Nice first post scumbag


----------



## Paolos (Jun 4, 2015)

Got burned but you asked for it buying drugs on-line


----------



## JEFFG12 (Jun 4, 2015)

they advertise here.


----------



## Infantry87 (Jun 4, 2015)

JEFFG12 said:


> they advertise here.



Dude we don't advertise gear here.


----------



## JEFFG12 (Jun 4, 2015)

search international anabolics


----------



## TriniJuice (Jun 4, 2015)

JEFFG12 said:


> search international anabolics



How about not....


----------



## Infantry87 (Jun 4, 2015)

JEFFG12 said:


> search international anabolics



Just because some random dick sucker came on the forum and said "hi I'm international anabolics buy my shit" doesn't mean he's a sponsor.... Fukkin people these days.


----------



## JEFFG12 (Jun 4, 2015)

Your scumbag forum is where I found them. dick !

08-04-2014, 01:15 AM #1
Inter Anabolics  Inter Anabolics is offline

Join Date
Jul 2014
Posts
1
Thanks
0
Thanked 0 Times in 0 Posts
Introducing International Anabolics
International Anabolics is a manufacturer and distributor of original line of British Dragon anabolic steroids and Growth hormones, the Highest Quality and 100% Genuine. 

Check out their Facebook page, Anabo...nt-Supplements Their manufacturing Headquaters has the most up to date, state of the art, research and development facilities which are dedicated to the design and the production of new formulations and, of course the continuous improvement of their existing product range. 

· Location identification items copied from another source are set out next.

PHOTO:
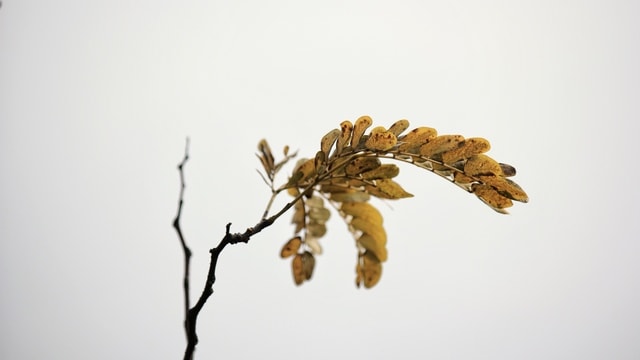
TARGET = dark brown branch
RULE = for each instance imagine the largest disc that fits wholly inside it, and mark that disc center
(191, 313)
(185, 248)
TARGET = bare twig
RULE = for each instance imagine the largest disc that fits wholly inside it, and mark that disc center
(191, 313)
(185, 248)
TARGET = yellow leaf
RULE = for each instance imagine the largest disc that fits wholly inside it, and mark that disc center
(319, 214)
(291, 247)
(316, 229)
(482, 165)
(361, 164)
(441, 144)
(297, 268)
(461, 178)
(304, 170)
(362, 210)
(398, 127)
(298, 216)
(328, 140)
(507, 169)
(368, 270)
(387, 189)
(376, 231)
(415, 138)
(359, 128)
(320, 163)
(371, 244)
(506, 187)
(470, 147)
(313, 244)
(385, 171)
(349, 196)
(308, 263)
(381, 141)
(491, 197)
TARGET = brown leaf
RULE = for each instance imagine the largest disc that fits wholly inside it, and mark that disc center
(387, 189)
(359, 128)
(441, 144)
(491, 197)
(291, 247)
(399, 127)
(470, 147)
(361, 164)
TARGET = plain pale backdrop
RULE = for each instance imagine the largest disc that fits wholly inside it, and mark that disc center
(97, 98)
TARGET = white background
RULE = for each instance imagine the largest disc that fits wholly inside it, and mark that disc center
(97, 98)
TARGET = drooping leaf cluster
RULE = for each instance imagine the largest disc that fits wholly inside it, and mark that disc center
(347, 171)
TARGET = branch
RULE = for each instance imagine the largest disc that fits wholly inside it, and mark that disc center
(185, 248)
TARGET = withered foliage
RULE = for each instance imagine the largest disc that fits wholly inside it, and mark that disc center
(348, 170)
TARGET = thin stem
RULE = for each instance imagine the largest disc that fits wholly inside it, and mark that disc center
(185, 249)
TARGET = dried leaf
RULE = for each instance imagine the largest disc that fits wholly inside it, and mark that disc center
(267, 157)
(320, 162)
(482, 165)
(313, 244)
(381, 141)
(297, 268)
(319, 214)
(387, 189)
(316, 229)
(362, 210)
(359, 128)
(415, 138)
(461, 178)
(441, 144)
(298, 216)
(399, 127)
(385, 171)
(361, 164)
(350, 196)
(375, 230)
(346, 129)
(304, 170)
(291, 247)
(507, 170)
(308, 263)
(368, 270)
(470, 147)
(370, 243)
(491, 197)
(506, 187)
(328, 140)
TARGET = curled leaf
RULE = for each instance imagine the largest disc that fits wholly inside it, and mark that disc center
(415, 138)
(506, 187)
(297, 269)
(362, 210)
(387, 189)
(399, 127)
(291, 247)
(468, 148)
(385, 171)
(482, 165)
(381, 141)
(359, 128)
(441, 144)
(507, 170)
(308, 263)
(361, 164)
(491, 197)
(328, 140)
(350, 196)
(266, 158)
(346, 128)
(368, 270)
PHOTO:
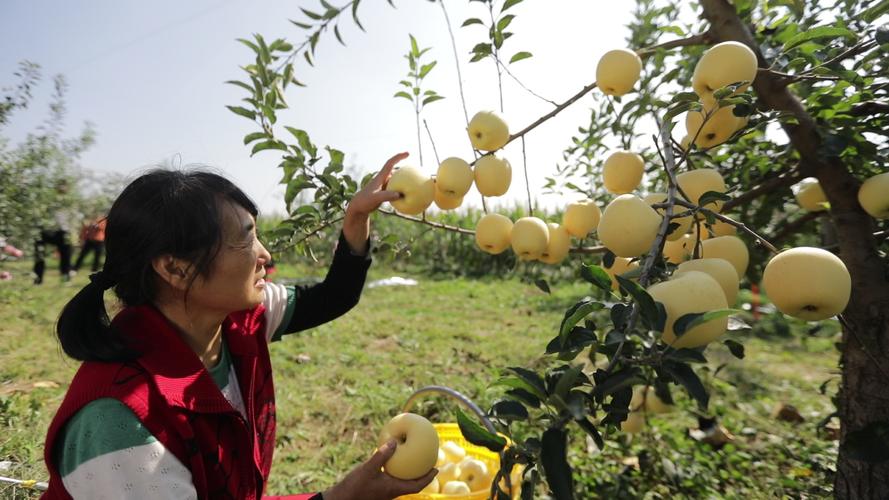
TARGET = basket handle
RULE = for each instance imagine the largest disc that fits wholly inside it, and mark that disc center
(465, 401)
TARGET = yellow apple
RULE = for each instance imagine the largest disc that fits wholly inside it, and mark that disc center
(620, 266)
(873, 195)
(691, 292)
(493, 175)
(684, 222)
(446, 202)
(417, 446)
(581, 218)
(454, 453)
(622, 172)
(559, 244)
(719, 128)
(645, 400)
(418, 190)
(730, 248)
(488, 131)
(634, 423)
(723, 64)
(448, 472)
(492, 233)
(628, 226)
(431, 488)
(455, 488)
(475, 474)
(719, 269)
(694, 183)
(529, 237)
(807, 283)
(809, 195)
(680, 250)
(454, 177)
(618, 71)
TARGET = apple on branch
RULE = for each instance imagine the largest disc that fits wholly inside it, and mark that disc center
(454, 177)
(723, 64)
(691, 292)
(417, 189)
(873, 195)
(810, 196)
(492, 233)
(581, 218)
(529, 237)
(622, 172)
(488, 131)
(416, 446)
(628, 226)
(493, 175)
(807, 283)
(559, 244)
(618, 71)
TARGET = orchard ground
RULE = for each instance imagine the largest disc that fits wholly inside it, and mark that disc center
(339, 383)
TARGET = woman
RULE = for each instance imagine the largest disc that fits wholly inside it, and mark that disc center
(174, 398)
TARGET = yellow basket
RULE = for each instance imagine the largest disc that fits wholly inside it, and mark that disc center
(451, 432)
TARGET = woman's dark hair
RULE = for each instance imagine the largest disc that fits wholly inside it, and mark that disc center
(161, 212)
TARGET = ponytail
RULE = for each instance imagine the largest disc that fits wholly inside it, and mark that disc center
(84, 329)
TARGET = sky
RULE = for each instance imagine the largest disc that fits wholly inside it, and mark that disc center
(150, 78)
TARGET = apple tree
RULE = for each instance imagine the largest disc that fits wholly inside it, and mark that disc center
(813, 106)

Their world class manufacturing facilty is closely monitored by an outstanding and trustworthy quality assurance department which works to the European Standard (EN) ISO 14644 series using clean room environments and Technology, and the EN ISO 14698 series on biocontamination control.As a high volume manufacturing facility it also offers it’s products to global distributors and volume retailers, aswell as for individuals who are looking to buy Anabolic Steroids for their personal use.


----------



## Pinkbear (Jun 4, 2015)

JEFFG12 said:


> Your scumbag forum is where I found them. dick !
> 
> 08-04-2014, 01:15 AM #1
> Inter Anabolics  Inter Anabolics is offline
> ...



Lol you got scammed

Mad bro?


----------



## DocDePanda187123 (Jun 4, 2015)

JEFFG12 said:


> they advertise here.



Anyone is free to post in the underground section, labs included. That does not mean they are official advertisers or sponsors of the forum nor does that mean the forum endorses them. If you had read the rules when you signed up this much would have been obvious to you. The fault is no one's but your own.  Live and learn.


----------



## AlphaD (Jun 4, 2015)

JEFFG12 said:


> Your scumbag forum is where I found them. dick !
> 
> 08-04-2014, 01:15 AM #1
> Inter Anabolics  Inter Anabolics is offline
> ...




So you come into our home and call one of our long standing members a scum bag.  Listen douche go find another fukn place to argue you dumb ass dilemma.


----------



## DocDePanda187123 (Jun 4, 2015)

Also forgot to add:

You found their thread in our underground section but you didn't see the 30+ comments saying they were shit/bunk/laugh in at them/etc?



JEFFG12 said:


> Your scumbag forum is where I found them. dick !
> 
> 08-04-2014, 01:15 AM #1
> Inter Anabolics  Inter Anabolics is offline
> ...


----------



## StoliFTW (Jun 4, 2015)

Idiot is idiot


----------



## stonetag (Jun 4, 2015)

Scumbag forum? Be thankful this is the.fuking Internet fuk stick.


----------



## PillarofBalance (Jun 4, 2015)

JEFFG12 said:


> Your scumbag forum is where I found them. dick !
> 
> 08-04-2014, 01:15 AM #1
> Inter Anabolics  Inter Anabolics is offline
> ...


That's not an ad you Fvcking moron. We don't have anabolics on banners around here do we?  It's called a post. Just like this one you have made and DIDN'T PAY FOR.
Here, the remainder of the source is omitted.